What makes it worthwhile is the unexpected outcome, the finding of a review of a book published in 1945 by Guy Eden called a "Portrait of Churchill". The source of the review is the Worker, published in Brisbane on 29 October 1945, describing the book as "the latest and most fulsome of these panegyrics" that "purports to be a biography". "For far-fetched flights of fantasy", it adds, "it beats superman".
Although Winston Churchill is now out of office, the review continues, his barrackers are still busily engaged in building up legends of "Winnie the War-Winner". "Alone he did it", they cry. "He won the war single handed". Not since Bill Adams won the Battle of Waterloo all on his own, has so much been claimed for one man.
Most interestingly, deep within the review we are then told that the most impudent claim in Eden's book is that Churchill and his wife "worked out a plan" for giving Londoners safe and fairly comfortable air raid shelters in the railway tube stations.

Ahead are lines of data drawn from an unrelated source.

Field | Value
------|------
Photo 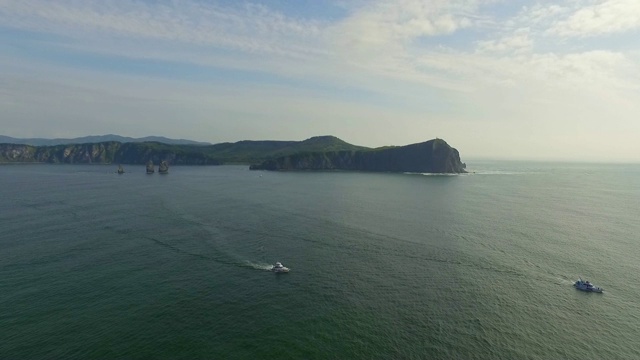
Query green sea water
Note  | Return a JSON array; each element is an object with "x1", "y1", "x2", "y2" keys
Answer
[{"x1": 0, "y1": 161, "x2": 640, "y2": 359}]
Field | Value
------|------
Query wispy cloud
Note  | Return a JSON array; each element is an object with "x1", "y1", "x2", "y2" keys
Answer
[
  {"x1": 0, "y1": 0, "x2": 640, "y2": 159},
  {"x1": 547, "y1": 0, "x2": 640, "y2": 37}
]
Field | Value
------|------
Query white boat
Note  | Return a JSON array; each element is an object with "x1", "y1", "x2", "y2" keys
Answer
[
  {"x1": 573, "y1": 278, "x2": 603, "y2": 292},
  {"x1": 271, "y1": 262, "x2": 289, "y2": 273}
]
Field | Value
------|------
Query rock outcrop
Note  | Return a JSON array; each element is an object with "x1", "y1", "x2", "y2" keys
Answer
[
  {"x1": 250, "y1": 139, "x2": 466, "y2": 173},
  {"x1": 0, "y1": 142, "x2": 221, "y2": 165}
]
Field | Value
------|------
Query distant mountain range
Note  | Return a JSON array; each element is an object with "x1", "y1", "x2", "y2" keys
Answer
[
  {"x1": 0, "y1": 134, "x2": 211, "y2": 146},
  {"x1": 0, "y1": 135, "x2": 465, "y2": 173}
]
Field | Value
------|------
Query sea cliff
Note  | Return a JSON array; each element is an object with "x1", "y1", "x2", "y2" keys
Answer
[
  {"x1": 250, "y1": 139, "x2": 466, "y2": 173},
  {"x1": 0, "y1": 142, "x2": 221, "y2": 165}
]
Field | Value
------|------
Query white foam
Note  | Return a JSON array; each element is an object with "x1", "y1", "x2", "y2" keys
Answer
[{"x1": 245, "y1": 260, "x2": 273, "y2": 271}]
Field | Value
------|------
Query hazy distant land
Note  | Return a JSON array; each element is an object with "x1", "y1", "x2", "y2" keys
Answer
[{"x1": 0, "y1": 135, "x2": 465, "y2": 173}]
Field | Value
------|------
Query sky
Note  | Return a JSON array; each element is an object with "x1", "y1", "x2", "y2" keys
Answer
[{"x1": 0, "y1": 0, "x2": 640, "y2": 162}]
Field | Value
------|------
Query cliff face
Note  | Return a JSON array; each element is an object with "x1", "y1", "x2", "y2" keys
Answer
[
  {"x1": 250, "y1": 139, "x2": 465, "y2": 173},
  {"x1": 0, "y1": 142, "x2": 220, "y2": 165}
]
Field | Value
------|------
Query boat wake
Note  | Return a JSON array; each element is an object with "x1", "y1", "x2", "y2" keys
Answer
[{"x1": 244, "y1": 260, "x2": 273, "y2": 271}]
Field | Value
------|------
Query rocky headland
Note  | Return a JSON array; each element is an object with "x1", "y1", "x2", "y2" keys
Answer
[{"x1": 250, "y1": 139, "x2": 466, "y2": 173}]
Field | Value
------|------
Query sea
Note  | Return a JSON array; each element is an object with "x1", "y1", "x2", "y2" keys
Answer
[{"x1": 0, "y1": 160, "x2": 640, "y2": 360}]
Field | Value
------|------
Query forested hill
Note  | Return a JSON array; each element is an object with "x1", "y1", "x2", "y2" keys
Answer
[
  {"x1": 0, "y1": 136, "x2": 367, "y2": 165},
  {"x1": 250, "y1": 139, "x2": 466, "y2": 173}
]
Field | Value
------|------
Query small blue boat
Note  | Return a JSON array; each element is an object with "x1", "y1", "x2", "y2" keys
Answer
[{"x1": 573, "y1": 278, "x2": 604, "y2": 292}]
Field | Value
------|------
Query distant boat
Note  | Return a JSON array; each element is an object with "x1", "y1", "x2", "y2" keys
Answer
[
  {"x1": 158, "y1": 160, "x2": 169, "y2": 174},
  {"x1": 271, "y1": 262, "x2": 289, "y2": 273},
  {"x1": 147, "y1": 160, "x2": 156, "y2": 174},
  {"x1": 573, "y1": 278, "x2": 604, "y2": 292}
]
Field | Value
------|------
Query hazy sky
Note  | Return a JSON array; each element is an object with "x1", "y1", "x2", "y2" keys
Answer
[{"x1": 0, "y1": 0, "x2": 640, "y2": 161}]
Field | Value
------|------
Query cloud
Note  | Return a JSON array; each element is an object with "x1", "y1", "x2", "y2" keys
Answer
[
  {"x1": 549, "y1": 0, "x2": 640, "y2": 37},
  {"x1": 0, "y1": 0, "x2": 328, "y2": 57}
]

This is entirely false, it says – as Douglas Reed (who was there at the time) points out in his book, "A Prophet at Home". The Chamberlain-Churchill Tory Government did nothing for the bombed Londoners beyond providing flimsy surface shelters.
We are then told that it was not until Labour Ministers entered the Government that "a plan was worked out" for providing two million bunks, and a system of booking them, in the tube stations. Two Labour Ministers — Herbert Morrison (Home Secretary and Minister for Home Security) and Miss Ellen Wilkinson — were responsible for the plan. All that Churchill had to do with the plan was approve it.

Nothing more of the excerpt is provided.